Section 2.  Shares of Stock Subject to the Plan

     Subject to adjustment as provided in Section 11 hereof, an 
aggregate of 750,000 shares of Stock shall be available to Participants 
under the Plan.  Of such shares of Stock, a maximum of 150,000 shares 
shall be available for issuance pursuant to Awards of Restricted Stock 
and Restricted Stock Units.  The shares of Stock deliverable upon the 
exercise of any Award may be made available from authorized but unissued 
shares or shares reacquired by Multifoods, including shares of Stock 
purchased in the open market or in private transactions.  For purposes 
of this Section 2, if an Award entitles the holder thereof to receive or 
purchase shares of Stock, the number of shares subject to such Award 
shall reduce as of the Date of Grant the aggregate number of shares 
available for granting Awards under the Plan by the number of shares 
subject to such Award.  If Stock Appreciation Rights are granted in 
tandem with an Option under Section 4 hereof and the exercise of the 
Option would cancel the Stock Appreciation Rights and vice versa, then 
the grant of such Stock Appreciation Rights shall not reduce the number 
of shares of Stock available for granting Awards under the Plan.  Any 
shares of Stock that are used by a Participant as full or partial 
payment to Multifoods of the purchase price relating to an Award, or in 
connection with the satisfaction of tax obligations relating to an 
Award, shall again be available for granting Awards (other than 
Incentive Stock Options) to Eligible Employees.  If any Award granted 
under the Plan shall terminate, the shares of Stock subject to, but not 
delivered under, such Award shall be available for other Awards.  
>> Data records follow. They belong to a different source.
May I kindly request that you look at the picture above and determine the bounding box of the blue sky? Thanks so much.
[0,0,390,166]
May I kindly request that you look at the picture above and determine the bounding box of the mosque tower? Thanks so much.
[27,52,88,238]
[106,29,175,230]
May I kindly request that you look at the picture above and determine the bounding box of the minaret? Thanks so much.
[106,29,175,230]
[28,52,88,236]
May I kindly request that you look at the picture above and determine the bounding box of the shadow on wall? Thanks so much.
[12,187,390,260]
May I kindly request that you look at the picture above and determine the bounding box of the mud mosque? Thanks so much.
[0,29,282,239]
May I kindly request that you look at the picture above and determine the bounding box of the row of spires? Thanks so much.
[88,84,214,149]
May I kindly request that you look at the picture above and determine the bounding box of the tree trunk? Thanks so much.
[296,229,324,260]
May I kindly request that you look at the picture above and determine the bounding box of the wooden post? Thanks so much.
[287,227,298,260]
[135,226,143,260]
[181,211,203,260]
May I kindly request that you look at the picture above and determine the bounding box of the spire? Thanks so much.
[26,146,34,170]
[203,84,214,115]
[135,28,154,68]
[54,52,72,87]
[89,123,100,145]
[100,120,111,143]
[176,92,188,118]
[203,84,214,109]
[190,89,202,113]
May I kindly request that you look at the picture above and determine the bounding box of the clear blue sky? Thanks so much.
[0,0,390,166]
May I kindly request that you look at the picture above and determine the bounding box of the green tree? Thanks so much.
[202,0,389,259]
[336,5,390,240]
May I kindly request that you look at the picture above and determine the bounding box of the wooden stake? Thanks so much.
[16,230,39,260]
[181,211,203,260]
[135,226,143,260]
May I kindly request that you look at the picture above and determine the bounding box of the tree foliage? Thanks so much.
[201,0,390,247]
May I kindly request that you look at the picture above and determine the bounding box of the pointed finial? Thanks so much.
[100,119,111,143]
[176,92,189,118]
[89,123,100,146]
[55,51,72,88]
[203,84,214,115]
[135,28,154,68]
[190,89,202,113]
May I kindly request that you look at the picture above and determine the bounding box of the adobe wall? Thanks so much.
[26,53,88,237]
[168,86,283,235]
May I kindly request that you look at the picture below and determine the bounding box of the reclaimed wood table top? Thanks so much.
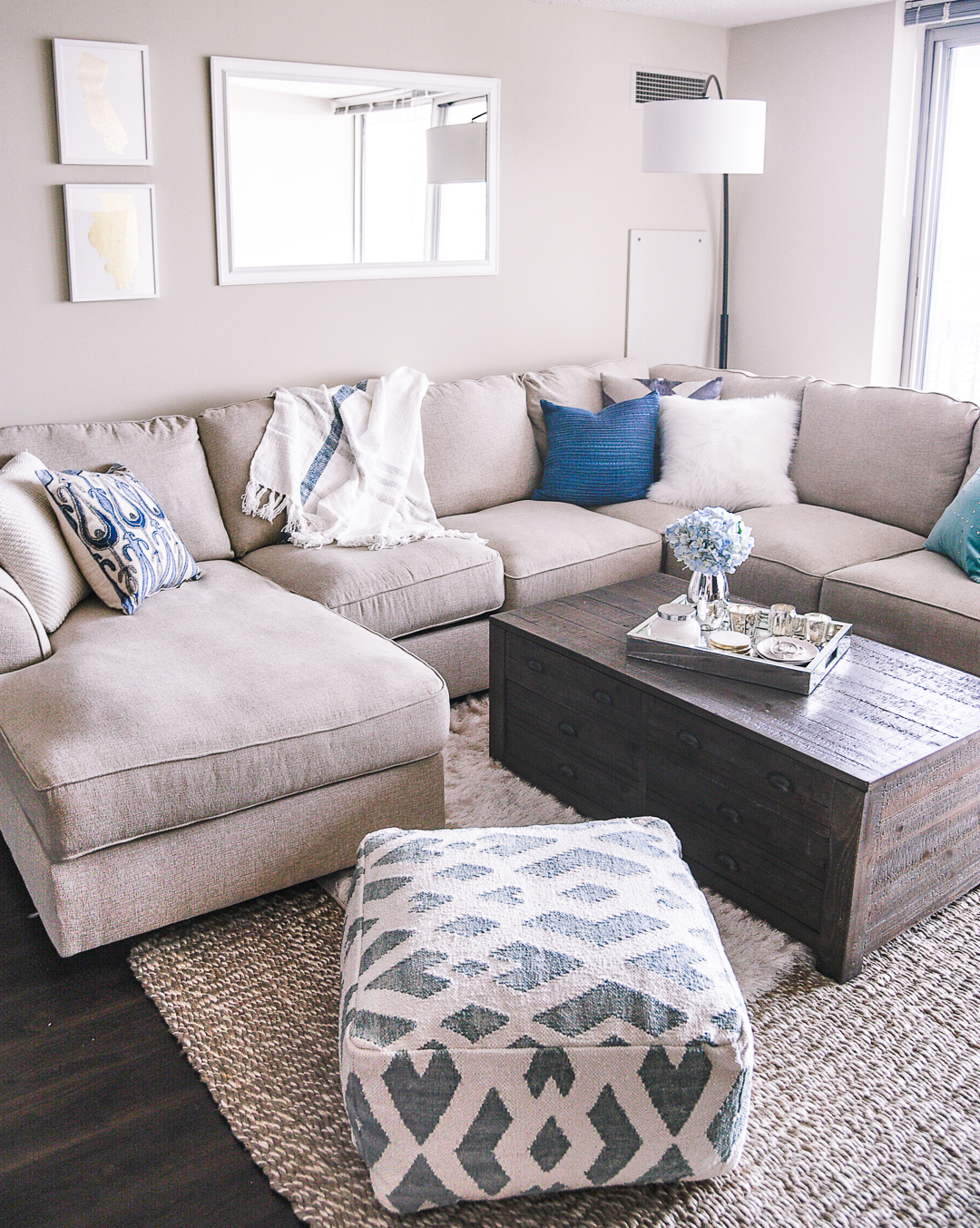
[493,575,980,789]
Section 3.  Grants of Awards; Expiration of and Limitations on Awards

     (a)     Officers and other key employees of Multifoods or any 
Subsidiary shall be eligible to be selected by the Committee to 
participate in the Plan.  The Committee may require any Participant to 
remain in the employ of Multifoods or a Subsidiary for a stated period 
or periods of time before an Award may be exercised; provided that 
nothing in the Plan or in any Award Agreement shall confer upon any 
Participant any right to remain in the employ of Multifoods or any of 
its Subsidiaries, and nothing herein shall be construed in any manner to 
interfere in any way with the right of Multifoods or any Subsidiary to 
terminate such Participant's employment at any time.
     (b)     Subject to the provisions of the Plan, the Committee shall:

     (i)     determine and designate from time to time those Eligible 
Employees to whom Awards are to be granted;

     (ii)     determine the form or forms of Award to be granted;

     (iii)     determine the amount or number of shares of Stock subject 
to each Award; and

     (iv)     determine the terms and conditions of each Award, provided 
that no Award shall have a term that extends beyond 10 years from the 
Date of Grant.

     (c)     Each Award granted under the Plan shall be evidenced by a 
written Award Agreement.  Each Award Agreement shall be subject to the 
applicable terms and conditions of the Plan and any other terms and 
conditions (not inconsistent with the Plan) determined by the Committee.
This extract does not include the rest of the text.